The dollar weakened to its lowest level against the pound since 12 January following the surprise decision by Ben Bernanke’s Federal Reserve not to taper its massive $85 billion a month stimulus programme. In his latest monthly policy announcement, Bernanke said that the economic data since June did not support a cut in the bond purchase program. Bernanke also confirmed that any future move would depend on future economic data.
To back up their decision, the Fed decided to cut its growth forecast for the US economy.
Earlier on in the day, the minutes of the Bank of England's (BoE) Monetary Policy Committee meeting from the beginning of the month showed that policy makers were unanimous in their decision to keep the benchmark interest rate unchanged at 0.5% and the size of the asset purchase program at £375 billion.
The minutes showed the nine MPC members voted 9-0 for a ‘no change’ policy on both UK interest rates and asset purchases.

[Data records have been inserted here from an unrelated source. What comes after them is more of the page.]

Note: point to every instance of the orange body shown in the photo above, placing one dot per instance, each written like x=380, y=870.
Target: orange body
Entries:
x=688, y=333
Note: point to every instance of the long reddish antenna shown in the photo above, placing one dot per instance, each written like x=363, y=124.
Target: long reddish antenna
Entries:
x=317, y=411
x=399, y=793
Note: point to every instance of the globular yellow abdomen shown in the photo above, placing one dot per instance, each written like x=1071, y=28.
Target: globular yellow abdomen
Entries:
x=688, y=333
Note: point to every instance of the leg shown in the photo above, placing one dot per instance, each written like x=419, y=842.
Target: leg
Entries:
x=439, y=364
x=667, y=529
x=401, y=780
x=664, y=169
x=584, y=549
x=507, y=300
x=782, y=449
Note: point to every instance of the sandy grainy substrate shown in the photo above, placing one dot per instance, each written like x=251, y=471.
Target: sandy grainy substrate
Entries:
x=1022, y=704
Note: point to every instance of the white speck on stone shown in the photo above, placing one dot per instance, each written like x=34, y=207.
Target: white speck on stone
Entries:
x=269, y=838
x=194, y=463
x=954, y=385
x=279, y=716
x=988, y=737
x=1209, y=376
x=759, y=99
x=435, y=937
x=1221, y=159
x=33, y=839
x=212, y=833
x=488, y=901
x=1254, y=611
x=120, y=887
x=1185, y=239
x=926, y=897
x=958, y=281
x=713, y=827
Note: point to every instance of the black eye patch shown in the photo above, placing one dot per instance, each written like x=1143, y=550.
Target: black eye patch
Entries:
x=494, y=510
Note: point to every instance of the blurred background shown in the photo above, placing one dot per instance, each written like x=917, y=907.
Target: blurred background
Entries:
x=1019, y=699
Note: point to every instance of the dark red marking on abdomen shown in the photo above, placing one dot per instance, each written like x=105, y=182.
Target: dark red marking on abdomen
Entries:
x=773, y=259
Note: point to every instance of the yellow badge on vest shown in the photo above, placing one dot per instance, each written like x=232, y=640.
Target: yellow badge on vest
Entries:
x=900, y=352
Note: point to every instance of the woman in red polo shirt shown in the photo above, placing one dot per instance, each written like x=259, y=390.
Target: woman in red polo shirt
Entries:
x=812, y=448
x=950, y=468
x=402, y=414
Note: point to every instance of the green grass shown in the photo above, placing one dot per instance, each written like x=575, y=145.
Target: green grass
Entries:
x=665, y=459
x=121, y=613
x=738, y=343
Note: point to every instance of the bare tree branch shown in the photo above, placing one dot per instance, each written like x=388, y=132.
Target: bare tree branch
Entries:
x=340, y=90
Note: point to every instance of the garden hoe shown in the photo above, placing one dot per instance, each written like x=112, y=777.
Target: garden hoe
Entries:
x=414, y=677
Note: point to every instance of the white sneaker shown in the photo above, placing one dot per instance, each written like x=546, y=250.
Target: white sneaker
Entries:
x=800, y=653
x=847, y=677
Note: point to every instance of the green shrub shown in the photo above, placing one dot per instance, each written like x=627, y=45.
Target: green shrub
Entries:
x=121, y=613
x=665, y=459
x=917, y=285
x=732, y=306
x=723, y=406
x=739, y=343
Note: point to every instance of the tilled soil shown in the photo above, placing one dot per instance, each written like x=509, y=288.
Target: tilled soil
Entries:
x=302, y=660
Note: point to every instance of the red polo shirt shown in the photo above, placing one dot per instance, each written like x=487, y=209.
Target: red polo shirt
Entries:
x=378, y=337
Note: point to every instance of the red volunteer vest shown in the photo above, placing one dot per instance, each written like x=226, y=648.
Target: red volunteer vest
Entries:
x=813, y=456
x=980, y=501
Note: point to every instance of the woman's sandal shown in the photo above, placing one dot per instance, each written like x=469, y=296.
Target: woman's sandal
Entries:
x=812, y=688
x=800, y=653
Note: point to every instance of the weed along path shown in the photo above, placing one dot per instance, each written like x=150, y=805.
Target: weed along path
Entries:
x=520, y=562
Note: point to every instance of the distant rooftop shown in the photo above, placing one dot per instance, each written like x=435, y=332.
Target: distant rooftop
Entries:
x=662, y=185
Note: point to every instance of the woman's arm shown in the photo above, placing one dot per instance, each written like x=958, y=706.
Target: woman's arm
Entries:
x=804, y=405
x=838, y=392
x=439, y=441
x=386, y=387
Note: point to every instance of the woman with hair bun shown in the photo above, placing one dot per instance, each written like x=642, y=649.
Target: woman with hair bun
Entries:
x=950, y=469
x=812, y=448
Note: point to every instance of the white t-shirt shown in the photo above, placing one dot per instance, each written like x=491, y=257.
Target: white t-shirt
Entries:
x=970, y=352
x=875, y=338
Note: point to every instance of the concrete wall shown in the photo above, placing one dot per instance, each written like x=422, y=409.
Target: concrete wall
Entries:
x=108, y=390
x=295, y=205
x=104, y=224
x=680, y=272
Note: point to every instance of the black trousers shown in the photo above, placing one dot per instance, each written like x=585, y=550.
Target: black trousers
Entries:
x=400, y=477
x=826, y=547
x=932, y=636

The detail of the minutes showed however that some committee members still feel more stimulus might be needed at some point, “based in part on their judgements about the speed with which the degree of slack in the economy might be reduced if the momentum in demand continued to grow”. Their main concerns seem to be centred on any further emerging markets and/or euro zone weakness.
Meanwhile, Chancellor George Osborne said yesterday that he was not inflating a UK housing bubble despite official data showing that on average, UK property prices have broken through their pre-crisis peak. In a speech to the Institute of Directors at their annual conference, Osborne said that there was no housing boom under way even though the official data from the Office for National Statistics showed the average price of a UK house has now surpassed its peak of five years ago of £245,000.